The main installation, Multiple Identities, draws attention on identity formation processes. It features a network of translucent foil tubes stretched between the walls above the visitors’ heads and containing white moving balls, propelled by electronic fans. The relentless wall-to-wall motion of the spheres highlights the metamorphic nature of identity, whose development is yet driven by the existing environment and categories, just as the balls’ path is ultimately both finite and constrained by physical obstacles (the tubes and the walls).

Cseke’s exhibition includes a large transparent airbed-like element lit from below, bearing the title Sustainable Development. Fed by fans and a source of electricity, it rhythmically inflates and deflates, evoking the human breathing mechanics.
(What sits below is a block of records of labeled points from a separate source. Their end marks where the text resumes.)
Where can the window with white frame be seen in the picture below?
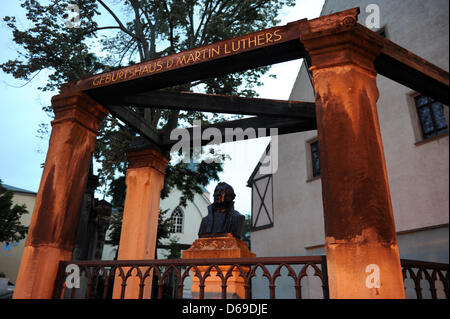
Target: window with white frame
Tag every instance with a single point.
(178, 220)
(431, 116)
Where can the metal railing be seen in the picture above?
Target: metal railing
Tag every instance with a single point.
(169, 276)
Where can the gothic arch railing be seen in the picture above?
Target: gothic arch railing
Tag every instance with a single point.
(422, 279)
(99, 276)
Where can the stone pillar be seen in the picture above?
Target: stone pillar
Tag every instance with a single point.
(361, 244)
(56, 211)
(144, 180)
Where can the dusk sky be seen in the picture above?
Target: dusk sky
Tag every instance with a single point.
(22, 152)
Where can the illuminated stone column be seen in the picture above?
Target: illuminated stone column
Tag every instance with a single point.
(361, 244)
(56, 211)
(144, 180)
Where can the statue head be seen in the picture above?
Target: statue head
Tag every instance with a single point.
(223, 195)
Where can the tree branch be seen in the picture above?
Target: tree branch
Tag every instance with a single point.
(121, 26)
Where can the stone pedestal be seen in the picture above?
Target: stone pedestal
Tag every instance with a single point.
(226, 246)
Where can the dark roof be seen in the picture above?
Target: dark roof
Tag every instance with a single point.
(17, 189)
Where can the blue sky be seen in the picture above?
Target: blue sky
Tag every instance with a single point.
(22, 152)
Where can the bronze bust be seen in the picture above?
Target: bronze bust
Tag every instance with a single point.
(222, 218)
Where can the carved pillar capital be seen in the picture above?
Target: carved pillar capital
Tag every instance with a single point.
(147, 157)
(79, 108)
(341, 42)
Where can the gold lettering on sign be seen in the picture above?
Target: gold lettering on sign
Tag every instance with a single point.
(191, 57)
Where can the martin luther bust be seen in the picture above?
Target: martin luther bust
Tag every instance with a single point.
(222, 218)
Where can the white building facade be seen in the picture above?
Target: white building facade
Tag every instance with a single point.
(287, 212)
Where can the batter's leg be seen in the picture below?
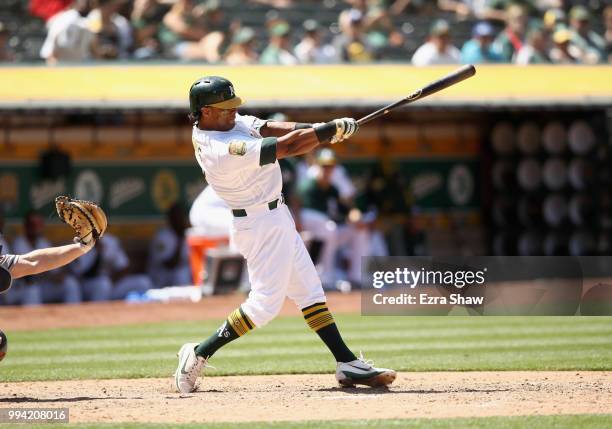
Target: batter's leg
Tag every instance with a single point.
(306, 291)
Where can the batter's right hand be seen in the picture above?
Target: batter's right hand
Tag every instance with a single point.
(345, 127)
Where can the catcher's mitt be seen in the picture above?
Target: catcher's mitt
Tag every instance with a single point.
(86, 218)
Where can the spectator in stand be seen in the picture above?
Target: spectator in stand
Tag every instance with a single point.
(216, 41)
(53, 286)
(46, 9)
(242, 50)
(169, 256)
(69, 38)
(113, 31)
(351, 43)
(465, 9)
(6, 53)
(590, 44)
(564, 52)
(438, 49)
(104, 272)
(311, 49)
(511, 39)
(535, 51)
(278, 50)
(554, 19)
(608, 34)
(479, 49)
(378, 26)
(387, 195)
(324, 215)
(277, 4)
(185, 35)
(145, 19)
(412, 7)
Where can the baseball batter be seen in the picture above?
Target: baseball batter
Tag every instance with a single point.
(238, 154)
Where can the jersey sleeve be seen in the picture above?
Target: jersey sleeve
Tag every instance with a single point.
(252, 121)
(8, 261)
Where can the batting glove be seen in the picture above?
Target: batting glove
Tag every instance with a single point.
(345, 128)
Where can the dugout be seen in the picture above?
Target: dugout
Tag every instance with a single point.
(125, 129)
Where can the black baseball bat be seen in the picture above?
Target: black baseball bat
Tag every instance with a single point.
(455, 77)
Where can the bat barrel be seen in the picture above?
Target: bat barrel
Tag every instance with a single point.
(457, 76)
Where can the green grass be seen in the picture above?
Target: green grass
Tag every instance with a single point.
(287, 346)
(586, 421)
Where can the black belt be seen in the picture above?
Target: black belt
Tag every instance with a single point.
(242, 212)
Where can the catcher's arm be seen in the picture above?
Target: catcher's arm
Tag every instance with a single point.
(41, 260)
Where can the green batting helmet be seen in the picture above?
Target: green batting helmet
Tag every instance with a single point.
(214, 91)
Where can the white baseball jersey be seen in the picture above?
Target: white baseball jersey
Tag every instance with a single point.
(239, 164)
(241, 167)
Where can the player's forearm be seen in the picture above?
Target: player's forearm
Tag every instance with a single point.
(296, 143)
(276, 129)
(41, 260)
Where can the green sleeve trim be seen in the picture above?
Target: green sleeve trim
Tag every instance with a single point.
(267, 155)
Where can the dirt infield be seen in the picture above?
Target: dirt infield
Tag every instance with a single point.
(314, 397)
(287, 397)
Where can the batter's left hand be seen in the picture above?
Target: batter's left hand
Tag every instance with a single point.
(345, 128)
The organic appearance of the cushion and its stable position both contrast with the above dynamic network of identities.

Juxtaposition between the two installations seems to contradict the claim made by the title of the exhibition: instead of evolving sustainably,
each identity is caught in endless twists and turns. Cseke’s work can be either the portrait of a single individual whose multiple identity struggles to choose between a multitude of directions, or the representation of a community whose members incessantly go back and forth between geographical, political, social or cultural poles.